If Solana Surpasses Ethereum, I Wouldn’t Be Surprised
TechFlow: Back to the product—this year, many DEXs are exploring new directions: Uniswap improving AMM mechanisms, Jupiter focusing on UX, dYdX launching its own chain, Bluefin aiming to become financial infrastructure. From a sector perspective, where do you see room for innovation in DEXs, especially Perp DEXs?
Tristan:
I’m thrilled to see such vibrant innovation across DeFi. I believe DeFi still has a long way to go, especially given that DeFi’s current scale is far smaller than CeFi, which itself is dwarfed by traditional finance. In my view, future improvements in DeFi will come more from faster execution layers, cheaper blockspace, and more user-friendly wallet interfaces.
We’re already seeing rapid advancements. Zeta is building an ultra-fast execution layer for perpetual trading, and Solana continues to drive down costs and boost efficiency. We’re also seeing exciting innovations around decentralized entry points that let users directly access DeFi. Integrations like DeBridge, a fast cross-chain bridge we recently added, enable us to attract users from other blockchains to deposit and trade on Zeta.

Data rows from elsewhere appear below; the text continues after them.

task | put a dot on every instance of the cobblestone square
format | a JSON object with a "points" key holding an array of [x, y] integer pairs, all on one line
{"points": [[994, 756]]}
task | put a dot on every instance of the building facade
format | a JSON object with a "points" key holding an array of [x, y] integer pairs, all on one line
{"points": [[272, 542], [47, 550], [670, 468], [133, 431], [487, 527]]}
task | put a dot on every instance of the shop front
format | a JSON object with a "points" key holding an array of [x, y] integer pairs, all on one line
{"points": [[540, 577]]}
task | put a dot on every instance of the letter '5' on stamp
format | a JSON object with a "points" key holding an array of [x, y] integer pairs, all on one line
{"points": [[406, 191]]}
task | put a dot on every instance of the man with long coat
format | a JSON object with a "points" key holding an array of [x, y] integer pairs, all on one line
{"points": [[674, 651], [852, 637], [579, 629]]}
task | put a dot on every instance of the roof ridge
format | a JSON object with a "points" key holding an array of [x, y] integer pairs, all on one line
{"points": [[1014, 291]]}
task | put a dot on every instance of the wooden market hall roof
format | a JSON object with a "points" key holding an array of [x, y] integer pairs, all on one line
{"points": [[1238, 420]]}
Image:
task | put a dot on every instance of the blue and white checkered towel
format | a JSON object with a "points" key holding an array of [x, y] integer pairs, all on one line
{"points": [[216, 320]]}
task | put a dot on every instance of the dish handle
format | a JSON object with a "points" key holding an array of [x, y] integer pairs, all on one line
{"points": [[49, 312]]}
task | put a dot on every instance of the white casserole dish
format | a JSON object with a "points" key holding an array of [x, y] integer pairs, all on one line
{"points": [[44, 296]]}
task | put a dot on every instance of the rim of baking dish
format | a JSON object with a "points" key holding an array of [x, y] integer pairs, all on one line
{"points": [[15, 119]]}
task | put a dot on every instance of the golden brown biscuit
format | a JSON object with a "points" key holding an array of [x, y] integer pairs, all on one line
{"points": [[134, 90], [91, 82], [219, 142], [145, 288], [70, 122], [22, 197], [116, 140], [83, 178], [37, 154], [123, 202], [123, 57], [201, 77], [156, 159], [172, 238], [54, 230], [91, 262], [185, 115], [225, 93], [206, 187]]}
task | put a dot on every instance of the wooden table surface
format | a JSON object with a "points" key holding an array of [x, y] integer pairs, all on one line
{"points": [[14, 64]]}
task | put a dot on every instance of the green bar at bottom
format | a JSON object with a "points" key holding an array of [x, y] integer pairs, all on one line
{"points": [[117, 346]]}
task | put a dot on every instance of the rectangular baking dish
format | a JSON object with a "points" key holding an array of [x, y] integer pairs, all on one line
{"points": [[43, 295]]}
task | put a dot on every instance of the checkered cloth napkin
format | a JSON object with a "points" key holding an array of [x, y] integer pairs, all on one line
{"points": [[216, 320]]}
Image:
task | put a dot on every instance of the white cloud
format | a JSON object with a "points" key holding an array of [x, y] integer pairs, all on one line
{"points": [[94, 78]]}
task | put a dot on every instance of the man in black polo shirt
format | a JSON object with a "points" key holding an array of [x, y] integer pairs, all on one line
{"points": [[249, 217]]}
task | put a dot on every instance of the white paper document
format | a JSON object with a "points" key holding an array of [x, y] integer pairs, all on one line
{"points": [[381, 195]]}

TechFlow: Where do you see Zeta Markets fitting into the Solana ecosystem in the future? And expanding across the entire blockchain landscape, what kind of Zeta Markets do you envision?
Tristan:
Short-term, we’ve already proven Zeta’s position as the leading perpetual exchange on Solana in terms of speed, liquidity, and volume. As we advance toward our Rollup vision, our ambitions grow—we aim to compete with all on-chain perpetual exchanges, become leaders in the space, and eventually challenge centralized exchanges.
Ultimately, we want to become a universal exchange—like a Robinhood on-chain. We aim to offer users a variety of products (e.g., spot and lending), all under a unified margin system, accessible from any base chain, and providing a seamless onboarding experience for non-crypto-native users.
TechFlow: Final question: Do you think Solana will surpass Ethereum?
Tristan:
Predicting the future is difficult—crypto seems to evolve every few months. But I can say this: if it happens, I wouldn’t be surprised at all.
As an early builder, I’ve been developing on Solana for over three years. I chose Solana because I believe the team excels technically and has cultivated a highly focused ecosystem. Ethereum was a great attempt at a general-purpose smart contract blockchain, but it faces clear scalability bottlenecks—this is precisely why emerging chains like Solana have risen so quickly. With exciting developments like Firedancer, I believe Solana will pull ahead in blockchain scalability.
Furthermore, Solana’s ecosystem hosts a wealth of talented developers—an advantage competitors will struggle to replicate for years. That said, Solana still lags behind Ethereum in metrics like TVL. However, Solana is gaining stronger institutional adoption (e.g., Visa, Stripe, Shopify Pay, PayPal), and this gap could close rapidly in the future.